When the wards get crowded and hot, many family members move the patients out on to the hard-packed earth of the hospital yard, where they cook on open fires under the rustling palms and neem trees, shooing away wandering goats, stray dogs and baby pigs.

Dr. Atar estimates that he must have delivered more than 800 babies since he arrived in Maban. It is common practice here for women to name children after the delivery doctor. The nurses joke that there are many little Atars growing up in Upper Nile and Blue Nile.

The maternity ward has eight beds but it can accommodate up to 20 cases. People are discharged within 24 hours after a normal delivery. One particularly busy night Dr. Atar performed six caesarian sections.

“You are a human being and therefore you can plan for your life.”

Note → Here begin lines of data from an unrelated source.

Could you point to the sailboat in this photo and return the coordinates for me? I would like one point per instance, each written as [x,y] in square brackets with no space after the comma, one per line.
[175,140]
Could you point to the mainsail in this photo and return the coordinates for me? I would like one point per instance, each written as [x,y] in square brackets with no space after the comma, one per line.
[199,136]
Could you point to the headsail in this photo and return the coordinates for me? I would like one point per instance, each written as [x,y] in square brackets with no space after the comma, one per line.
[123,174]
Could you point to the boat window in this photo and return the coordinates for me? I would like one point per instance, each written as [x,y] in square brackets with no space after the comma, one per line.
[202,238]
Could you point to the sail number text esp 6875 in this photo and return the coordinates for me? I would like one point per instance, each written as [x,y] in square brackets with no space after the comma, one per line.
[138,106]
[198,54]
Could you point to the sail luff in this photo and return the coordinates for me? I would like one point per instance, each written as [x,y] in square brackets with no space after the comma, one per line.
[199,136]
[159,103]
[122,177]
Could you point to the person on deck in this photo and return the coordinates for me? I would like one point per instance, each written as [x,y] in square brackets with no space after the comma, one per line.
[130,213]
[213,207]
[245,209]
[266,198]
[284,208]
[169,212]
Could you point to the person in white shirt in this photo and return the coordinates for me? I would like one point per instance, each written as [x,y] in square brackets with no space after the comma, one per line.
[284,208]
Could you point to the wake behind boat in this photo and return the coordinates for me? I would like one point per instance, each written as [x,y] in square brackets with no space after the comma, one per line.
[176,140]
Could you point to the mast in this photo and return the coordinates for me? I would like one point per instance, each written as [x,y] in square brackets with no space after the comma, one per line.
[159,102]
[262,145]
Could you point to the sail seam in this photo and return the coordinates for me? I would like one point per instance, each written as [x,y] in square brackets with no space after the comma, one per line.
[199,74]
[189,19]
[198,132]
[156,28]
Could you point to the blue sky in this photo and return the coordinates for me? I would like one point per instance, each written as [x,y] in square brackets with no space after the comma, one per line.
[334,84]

Gisma’s child had a skin infection and mother and son spent a few days in the ward. On his daily rounds, Dr. Atar would visit Gisma to talk about family planning and the risk of multiple caesarians, how every new one increases the risk to the life of mother and child.

Diplomatically, he suggested that her husband come to visit so that he could talk to both about the importance of family planning.

“It is necessary for me to understand deeply what the stresses are the patients are going through,” Dr. Atar says. “And when they tell you the secrets of their life, then you have the opportunity to advise them or to tell them what they should do.”

You have to be diplomatic, he adds, and let the husband see the advantage. “I tell the men: ‘If you are comfortable with the number of children, your wife should have a bilateral tubal ligation.

“All these children need to go to school. If you have so many, how can you send them all to school? The hen hatches maybe 20 chicks, but at the end of the day only five survive. You are a human being and therefore you can plan for your life’.”

Gisma needed no convincing. “I want my children to have an education,” she declared. “This boy will go to school to be a doctor.”